In its most recent offer to the union on Dec. 10, USMX said it had proposed protecting container royalty payments at 2011 levels for current recipients for 25 years or until they leave the industry, whichever occurs first. New employees would not be eligible for container royalty payments.
But Joe Curto, president of the New York Shipping Association and a USMX director, noted this was not a final offer, and USMX was willing to further discuss this with the union.
USMX said container royalty payments amounted to $211 million in 2011, an average of $15,500 for ILA workers at the 14 East and Gulf coast ports.
In a press release posted on its Website, the ILA said it was willing to negotiate past Dec. 29
, because it “knew there was a lot of negotiating work in front of them and that many issues required time and effort to resolve.”
But the union said the issue of container royalty “was considered untouchable by the union. So they proposed to USMX that the current contract extension be moved from December 29th to February 1, 2013 provided that management takes the container royalty issue off the table.”
The ILA even hinted that it would become more flexible in negotiations involving other sticky issues with the month’s extension, but USMX said no.
“USMX seems intent on gutting a provision of our Master Contract that ILA members fought and sacrificed for years to achieve,” said ILA President Harold J. Daggett. “We have repeatedly asked them to leave this item alone – it was a hard won gain by ILA members and a wage supplement achieved through hard fought negotiations.”
The ILA said it “still hopes USMX prevents a strike on December 30th by agreeing to the extension.”
Dave Adam, senior vice president and chief operating officer of USMX, said "employers are willing to continue to bargain in good faith," but the ILA's demand that the container royalty cap be taken completely off the table "was not acceptable."
Curto noted "there are still a few more days in this month where we would be willing to continue discussions."
FMCService Director George H. Cohen, who was at the meeting at the Marriott Hotel at Newark Liberty International Airport, declined to comment.
Meanwhile, USMX offered this summary of its Dec. 10 proposal, which was rejected by the ILA:
- Term of agreement:
- USMX offered a six-year agreement, which provides stability and security for ILA members.
- Tentative agreements had been reached on three major concerns of the ILA:
- New technology and automation – Provides for protection of individuals who may be displaced as a result of the implementation of new technology.

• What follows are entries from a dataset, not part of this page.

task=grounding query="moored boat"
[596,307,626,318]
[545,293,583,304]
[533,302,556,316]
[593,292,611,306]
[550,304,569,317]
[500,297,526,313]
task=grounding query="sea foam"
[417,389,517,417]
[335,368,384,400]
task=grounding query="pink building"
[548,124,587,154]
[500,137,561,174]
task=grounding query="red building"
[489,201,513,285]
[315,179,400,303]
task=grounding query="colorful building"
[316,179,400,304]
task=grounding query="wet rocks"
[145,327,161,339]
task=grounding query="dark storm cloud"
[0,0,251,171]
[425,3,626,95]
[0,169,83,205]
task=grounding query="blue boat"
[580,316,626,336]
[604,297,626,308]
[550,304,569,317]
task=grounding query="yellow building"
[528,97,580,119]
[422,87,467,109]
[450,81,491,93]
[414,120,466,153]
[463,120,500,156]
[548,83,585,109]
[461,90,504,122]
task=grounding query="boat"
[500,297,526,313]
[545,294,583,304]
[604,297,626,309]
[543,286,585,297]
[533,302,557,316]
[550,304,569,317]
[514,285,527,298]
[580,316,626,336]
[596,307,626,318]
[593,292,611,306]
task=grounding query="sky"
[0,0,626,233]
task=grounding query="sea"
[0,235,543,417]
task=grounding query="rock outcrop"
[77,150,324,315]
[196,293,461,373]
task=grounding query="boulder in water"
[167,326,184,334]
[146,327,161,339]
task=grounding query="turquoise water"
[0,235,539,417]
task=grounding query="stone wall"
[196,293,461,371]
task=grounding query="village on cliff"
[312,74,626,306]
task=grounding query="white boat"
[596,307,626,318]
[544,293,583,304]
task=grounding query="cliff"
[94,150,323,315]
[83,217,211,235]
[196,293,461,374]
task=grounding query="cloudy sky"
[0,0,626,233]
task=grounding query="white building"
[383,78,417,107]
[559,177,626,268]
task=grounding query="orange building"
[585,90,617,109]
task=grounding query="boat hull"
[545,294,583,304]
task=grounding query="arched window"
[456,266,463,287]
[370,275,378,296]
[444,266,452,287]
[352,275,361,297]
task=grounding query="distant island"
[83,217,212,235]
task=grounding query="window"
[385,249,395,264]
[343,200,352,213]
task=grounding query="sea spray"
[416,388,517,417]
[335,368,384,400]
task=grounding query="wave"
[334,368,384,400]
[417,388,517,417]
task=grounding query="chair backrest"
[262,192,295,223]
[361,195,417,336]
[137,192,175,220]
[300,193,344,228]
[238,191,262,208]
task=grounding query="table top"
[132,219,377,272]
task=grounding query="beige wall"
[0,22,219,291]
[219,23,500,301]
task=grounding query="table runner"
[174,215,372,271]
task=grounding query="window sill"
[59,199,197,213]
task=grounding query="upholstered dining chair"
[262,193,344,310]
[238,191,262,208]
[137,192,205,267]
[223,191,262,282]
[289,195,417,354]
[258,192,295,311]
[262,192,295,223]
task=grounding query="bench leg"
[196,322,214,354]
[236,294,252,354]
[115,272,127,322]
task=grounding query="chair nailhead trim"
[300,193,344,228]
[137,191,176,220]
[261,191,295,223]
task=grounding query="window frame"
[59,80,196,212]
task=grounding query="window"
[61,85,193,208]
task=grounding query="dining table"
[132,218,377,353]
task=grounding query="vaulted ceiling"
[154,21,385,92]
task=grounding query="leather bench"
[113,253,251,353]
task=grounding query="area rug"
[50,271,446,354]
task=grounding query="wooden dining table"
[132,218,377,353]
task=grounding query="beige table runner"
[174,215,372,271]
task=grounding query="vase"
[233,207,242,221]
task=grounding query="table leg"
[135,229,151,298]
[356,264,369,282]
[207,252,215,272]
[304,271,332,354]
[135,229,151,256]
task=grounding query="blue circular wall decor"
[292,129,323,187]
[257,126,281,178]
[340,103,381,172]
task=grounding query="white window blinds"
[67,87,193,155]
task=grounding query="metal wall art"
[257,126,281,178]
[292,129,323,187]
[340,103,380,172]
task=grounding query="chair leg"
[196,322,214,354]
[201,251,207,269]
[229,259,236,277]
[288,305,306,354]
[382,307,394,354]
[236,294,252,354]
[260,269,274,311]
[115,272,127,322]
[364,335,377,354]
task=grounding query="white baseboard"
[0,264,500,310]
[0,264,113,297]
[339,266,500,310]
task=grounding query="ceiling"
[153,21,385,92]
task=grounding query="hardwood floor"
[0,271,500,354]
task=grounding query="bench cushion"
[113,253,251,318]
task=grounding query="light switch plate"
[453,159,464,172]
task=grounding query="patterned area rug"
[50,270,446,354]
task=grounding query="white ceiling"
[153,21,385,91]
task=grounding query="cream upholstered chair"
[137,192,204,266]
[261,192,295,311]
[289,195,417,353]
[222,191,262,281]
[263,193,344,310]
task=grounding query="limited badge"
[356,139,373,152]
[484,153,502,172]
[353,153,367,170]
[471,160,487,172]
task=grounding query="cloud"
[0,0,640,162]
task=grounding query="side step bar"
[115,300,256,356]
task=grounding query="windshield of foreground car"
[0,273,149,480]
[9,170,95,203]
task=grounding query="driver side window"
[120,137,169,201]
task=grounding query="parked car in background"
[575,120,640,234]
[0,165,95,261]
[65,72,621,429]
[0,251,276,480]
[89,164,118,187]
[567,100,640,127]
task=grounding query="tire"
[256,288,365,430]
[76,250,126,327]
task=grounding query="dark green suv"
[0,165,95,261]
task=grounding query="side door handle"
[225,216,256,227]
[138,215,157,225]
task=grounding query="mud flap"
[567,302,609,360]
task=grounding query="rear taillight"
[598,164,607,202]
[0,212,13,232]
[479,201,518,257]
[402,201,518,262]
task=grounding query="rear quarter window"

- Chassis maintenance and repair – Work preservation provisions promote continued ILA jurisdiction of chassis maintenance and repair work within the marine terminals and port areas covered by the Master Contract.
- Jurisdiction – Strengthened the authority of the joint ILA/USMX Jurisdiction Committee to resolve disputes over jurisdictional matters.
- USMX offered wage increases:
- Two wage increases of $1 each were offered over the term of agreement.
- ILA’s average hourly rate will increase to over $55, including overtime and container royalty.
- USMX offered container royalty protection:
- Proposal would protect container royalty payments at 2011 levels for current recipients for 25 years or until they leave the industry, whichever occurs first.
- New employees would not be eligible for container royalty payments.
- Healthcare benefits:
- USMX agreed to guarantee funding for the term of the agreement, so that the reserve would not fall below a six-month level.
- No reduction in healthcare benefits.
- Financial assistance for local benefits:
- Additional funding will continue to be available for local ports experiencing difficulties in meeting their financial obligations to local benefit plans.
- Container freight stations:
- Assessment of 25 cents per ton reinstated to cover subsidy and training.
- Operational improvements:
- USMX proposed discussions on operational improvements in the following areas:
- Starting times and guarantees.
- Shift system.
- Hours of work/overtime.
- Drug and alcohol testing:
- Revision of current drug and alcohol policy to require random testing at all ports.